Perhaps a good measure of an album, that’s if you should even measure art, is the extent to which other musicians have covered songs from it, or indeed covered the entire album. In 2006, the Easy Star All-Star put out Radiodread, a reggae/ska/dub take on Ok Computer, and that genre cherry was popped for me. Christopher O’Riley has recorded solo classical piano versions of most of the songs, along with other Radiohead songs, over two albums. His version of Let Down totally floors me every time. Various artists contributed to the Stereogum cover of the album. You can even watch a recent “performance” of Ok Computer by San Francisco drag queens (The robots performing Karma Police is my favourite).

Fast forward to Portland, Oregon, last year. I found out the Portland Cello Project was performing the album at the gorgeous art deco Aladdin Theatre, along with guests the Disassemble the Widget choir and the City of Tomorrow Wind Quintet. It was sold out, but I was very lucky to have a cousin who “knew someone” and I found myself in the third row. The tears started within seconds of the opening notes of Airbag.
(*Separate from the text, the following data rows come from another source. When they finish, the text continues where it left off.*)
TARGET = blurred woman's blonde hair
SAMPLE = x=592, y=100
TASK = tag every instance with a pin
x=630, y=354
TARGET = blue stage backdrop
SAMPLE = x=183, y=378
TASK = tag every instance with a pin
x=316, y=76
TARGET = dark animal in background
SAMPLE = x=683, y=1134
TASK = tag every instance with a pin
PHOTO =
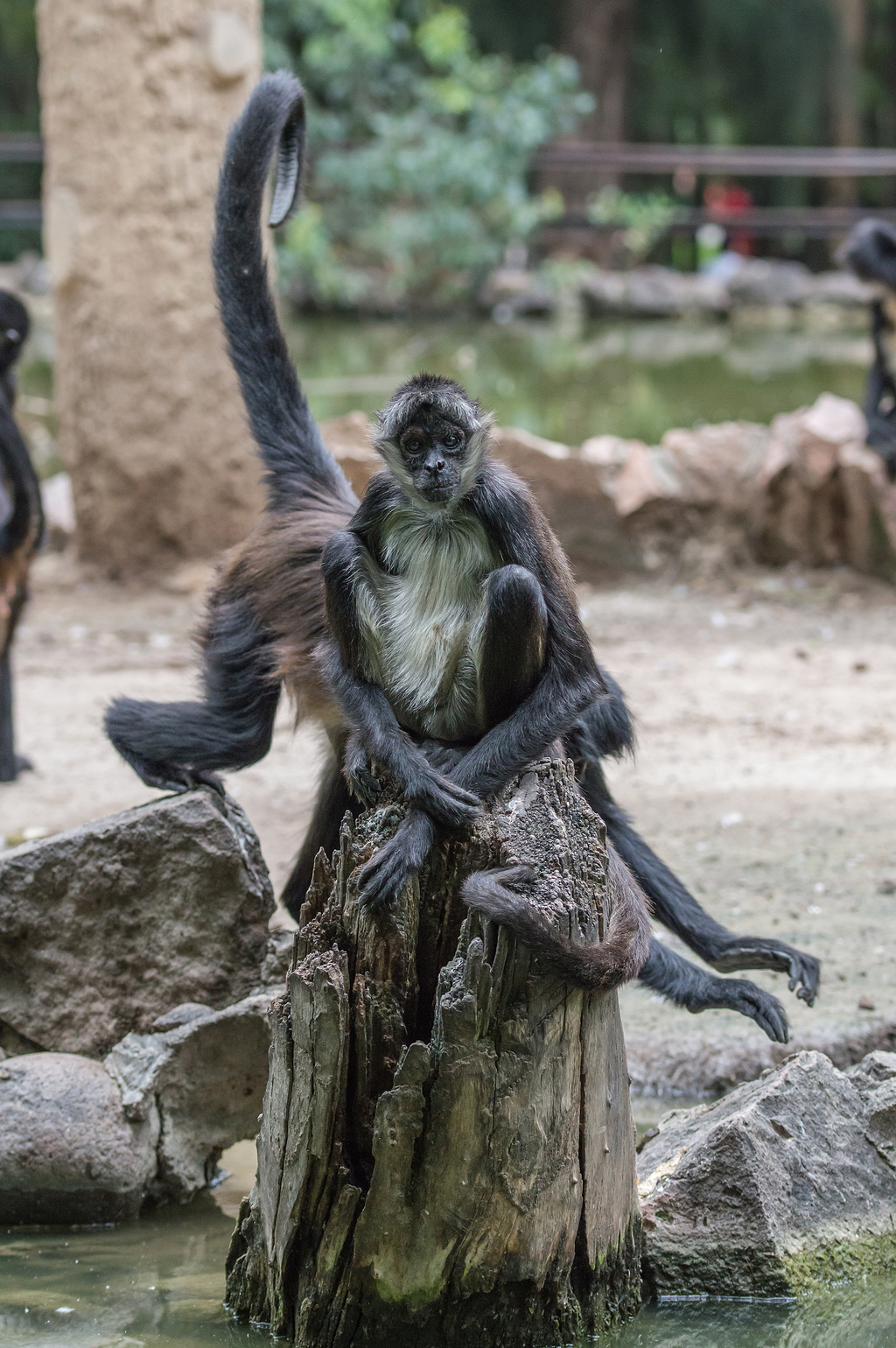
x=871, y=251
x=20, y=521
x=267, y=627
Now I have teared up over powerful music before, but I don’t remember crying all the way through a performance like I did that night. It was good crying. I felt like the music had plugged me straight into the vein of what it means to be human. It also felt like a “spontaneous explosion of the self”. There were multiple standing ovations. The Portland Mercury reviewed the gig as “Haunting and vibrant and funny and jarring, lush and majestic and clever”. I wont try to add to that, but I will share one clip from the night featuring guest vocalist Adam Shearer. But really, “you had to be there”.